As Pixels begins, we see young Sandler and Kevin James in 1982 as they spend their days at the local arcade. Sandler seems born to master the rhythm and coding found in arcade classics. But, when he loses the National Arcade Championship in a close game of Donkey Kong, he apparently loses all drive and grows up to be Adam Sandler working for the equivalent of the Geek Squad.

He and James, who is now the U.S. President, still hang out. Aliens, who received our kitschy pop culture enthused transmission from 1984, apparently viewed it as a threat of war. Almost immediately, our naval base in Guam is attacked by what seems to be invaders from Galaga. The White House attempts to respond, and who do they recruit for the cause? Adam Sandler, Josh Gad and Peter Dinklage, who are all former arcade champions. Michelle Monaghan involuntarily joins the team as their military liaison.

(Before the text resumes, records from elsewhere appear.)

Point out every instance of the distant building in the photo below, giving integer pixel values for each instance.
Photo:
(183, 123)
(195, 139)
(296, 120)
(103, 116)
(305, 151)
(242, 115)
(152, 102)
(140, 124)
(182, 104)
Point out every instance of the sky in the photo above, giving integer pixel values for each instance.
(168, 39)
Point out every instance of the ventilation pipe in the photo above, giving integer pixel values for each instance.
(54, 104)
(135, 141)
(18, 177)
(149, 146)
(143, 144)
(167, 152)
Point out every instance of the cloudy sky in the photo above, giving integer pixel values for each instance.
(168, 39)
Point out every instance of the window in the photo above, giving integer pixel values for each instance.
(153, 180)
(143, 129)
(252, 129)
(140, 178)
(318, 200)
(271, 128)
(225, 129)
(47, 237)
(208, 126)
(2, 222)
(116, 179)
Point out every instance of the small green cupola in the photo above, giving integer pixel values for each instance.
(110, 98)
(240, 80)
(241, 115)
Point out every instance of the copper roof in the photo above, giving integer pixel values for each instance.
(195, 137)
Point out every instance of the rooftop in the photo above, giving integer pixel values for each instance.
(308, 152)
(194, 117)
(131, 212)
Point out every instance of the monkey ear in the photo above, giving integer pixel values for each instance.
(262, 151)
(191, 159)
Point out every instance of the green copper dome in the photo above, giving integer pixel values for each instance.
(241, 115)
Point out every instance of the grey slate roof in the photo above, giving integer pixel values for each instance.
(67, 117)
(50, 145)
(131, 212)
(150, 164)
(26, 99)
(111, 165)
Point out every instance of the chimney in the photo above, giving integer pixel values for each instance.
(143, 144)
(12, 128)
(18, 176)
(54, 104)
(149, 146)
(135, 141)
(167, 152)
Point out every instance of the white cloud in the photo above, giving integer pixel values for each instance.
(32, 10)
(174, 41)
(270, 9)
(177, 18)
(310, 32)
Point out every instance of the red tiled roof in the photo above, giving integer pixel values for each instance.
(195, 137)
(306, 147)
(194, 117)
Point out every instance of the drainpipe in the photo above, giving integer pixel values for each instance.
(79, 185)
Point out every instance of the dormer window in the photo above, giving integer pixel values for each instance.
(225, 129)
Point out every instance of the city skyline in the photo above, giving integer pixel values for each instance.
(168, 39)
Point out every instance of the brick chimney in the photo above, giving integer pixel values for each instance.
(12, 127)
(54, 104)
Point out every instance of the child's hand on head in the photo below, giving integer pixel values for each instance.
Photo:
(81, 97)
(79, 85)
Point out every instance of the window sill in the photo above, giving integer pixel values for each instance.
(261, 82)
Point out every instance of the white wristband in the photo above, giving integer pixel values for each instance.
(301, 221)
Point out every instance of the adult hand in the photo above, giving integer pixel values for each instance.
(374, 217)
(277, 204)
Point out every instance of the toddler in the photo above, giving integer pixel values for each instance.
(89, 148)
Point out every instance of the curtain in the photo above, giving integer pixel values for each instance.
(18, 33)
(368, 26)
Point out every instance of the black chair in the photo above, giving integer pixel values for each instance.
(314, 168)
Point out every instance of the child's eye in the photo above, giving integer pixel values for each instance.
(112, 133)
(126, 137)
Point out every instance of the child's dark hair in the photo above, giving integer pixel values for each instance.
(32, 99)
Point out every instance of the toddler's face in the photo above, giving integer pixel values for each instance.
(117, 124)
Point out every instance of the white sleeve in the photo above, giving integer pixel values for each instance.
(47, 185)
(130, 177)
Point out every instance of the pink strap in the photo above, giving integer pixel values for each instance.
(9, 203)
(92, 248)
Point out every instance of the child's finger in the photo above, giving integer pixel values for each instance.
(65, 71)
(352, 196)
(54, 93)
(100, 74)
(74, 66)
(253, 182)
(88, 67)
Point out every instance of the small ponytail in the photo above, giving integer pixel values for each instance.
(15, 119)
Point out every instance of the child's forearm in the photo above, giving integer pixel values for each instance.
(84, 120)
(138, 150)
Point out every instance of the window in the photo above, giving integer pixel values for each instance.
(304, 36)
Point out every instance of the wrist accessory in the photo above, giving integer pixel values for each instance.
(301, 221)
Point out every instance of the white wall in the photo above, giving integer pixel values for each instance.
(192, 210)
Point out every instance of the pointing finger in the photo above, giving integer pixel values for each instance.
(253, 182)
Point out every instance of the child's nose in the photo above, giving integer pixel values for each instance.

This team of nerds, equipped with light guns (?), stand at the forefront of the pixelated invasion that is meant to bring the end of the high definition world as we know it.

The only thing you need to know about the movie is this – It’s exactly what you’re expecting.

If you like Adam Sandler and his lazy brand of comedy, you’ll have plenty to laugh at. His movies are successful for a reason. The audience is there. On the opposite end of the spectrum, there are the critics. I’m actually surprised to see critics revile this movie so badly. They knew it would be bad going in, so I’m not sure why there is a feeling of betrayal.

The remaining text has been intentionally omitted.